Yet the report’s publication was followed quickly by a change of regime at Ofsted, and a narrower, ideologically driven view of curriculum means the inspectorate has not bothered to check whether things have improved since.
Given the challenges of the past two years, it seems unlikely they have. And that’s worrying, because its main findings were sobering. The extent to which schools engaged in work-readiness was largely dependent on whether school leaders considered it to be a priority. And where schools were delivering enterprise education, it was often unclear whether it was having any impact.
Meanwhile, business involvement relied too heavily on teachers’ and parents’ personal networks, potentially resulting in disadvantaged pupils missing out. And a lack of local coordination meant business leaders described the environment as ‘chaotic’.
In reality, that chaos has been just as true of the politics of work-related learning as of its implementation in schools. Until 2010, the Department for Children, Schools and Families had strongly supported enterprise education. Post-2010, the DfE had no interest in it and removed funding. Then, the Department for Business under Liberal Democrat leadership during the coalition tried to promote enterprise education in schools, and I remember the lead civil servant’s surprise when I told her about the DfE’s huge intellectual capital in that area. It turned out the DfE was unwilling to share it with the business department.
By 2014, David Cameron appointed Lord Young as his ‘enterprise advisor’. He established a number of advisory groups, one of which looked at enterprise in schools. Its key message was that enterprise education is not about turning young people into little entrepreneurs but something much broader and relevant to the nation’s economic future.
It has passed into folklore that Margaret Thatcher once said that “other people come to me with their problems. David Young comes with his achievements.” But despite this reputation, even he was unable to make any real difference beyond setting up a network of enterprise advisers.
Getting Ready for Work gave Ofsted one job (and bear in mind, this is a job Ofsted gave itself): “To ensure that inspection judgments take greater account of the coherence and rigour with which schools prepare pupils for employment and self-employment.”
Instead, its new inspection framework from 2019 took a minimalist approach. Just one of nine bullet points for the ‘good’ criteria under the personal development judgment is in any way relevant. It took the chief inspector’s grilling by the education select committee to add words to the effect that schools must meet “the requirements of the Baker Clause”.
There were recommendations for secondary schools, too. Were they followed, they would be transformational. But to this day, the negative consequences of failing to meet even the basic statutory requirements are unclear.
It seems that because the evidence from the survey upon which the report was based was that the quality of enterprise education was poor, the decision was made to simply stop looking. Imagine if the same was true of any other subject.

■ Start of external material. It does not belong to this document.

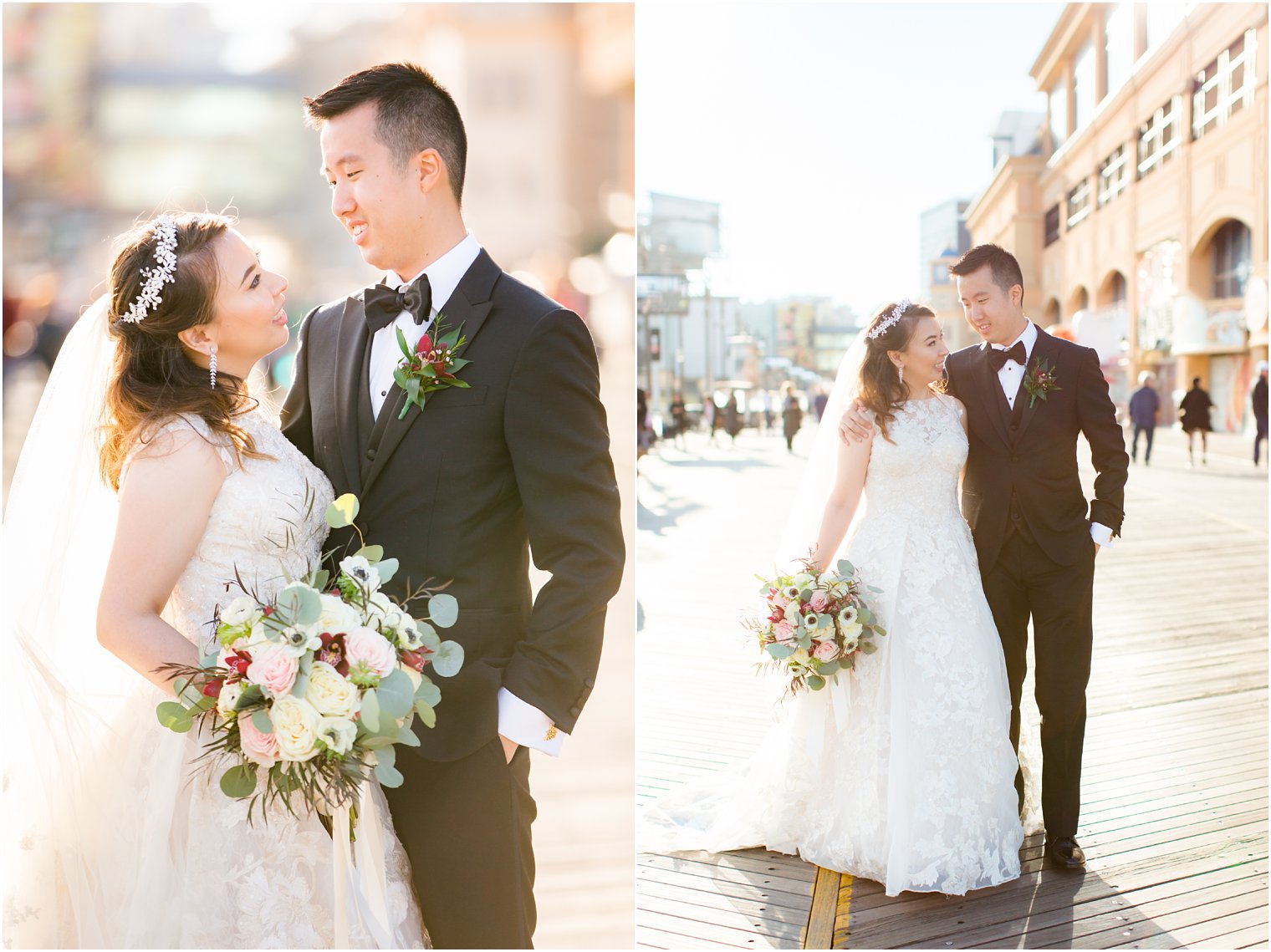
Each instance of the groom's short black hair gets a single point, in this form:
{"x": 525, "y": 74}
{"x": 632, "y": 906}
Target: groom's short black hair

At the time of the Ofsted survey, another by the British Chambers of Commerce found that more than three-quarters of firms believed a lack of work experience was the reason young people were unprepared for work, while just over half (52 per cent) said they didn’t offer such placements, citing cost, time, administrative burden and lack of information.
Getting Ready for Work was well-received by the numerous organisations involved in enterprise education, work-related learning and financial education. But like Lord Young’s 2014 report for the business department and the PM’s office, Enterprise for All, its legacy is a testament to the harms of short-term government thinking.
In the meantime, the “high-wage, high-skill, high-productivity” economy Boris Johnson has promised seems more distant than ever without the skilled young people it needs to fuel it.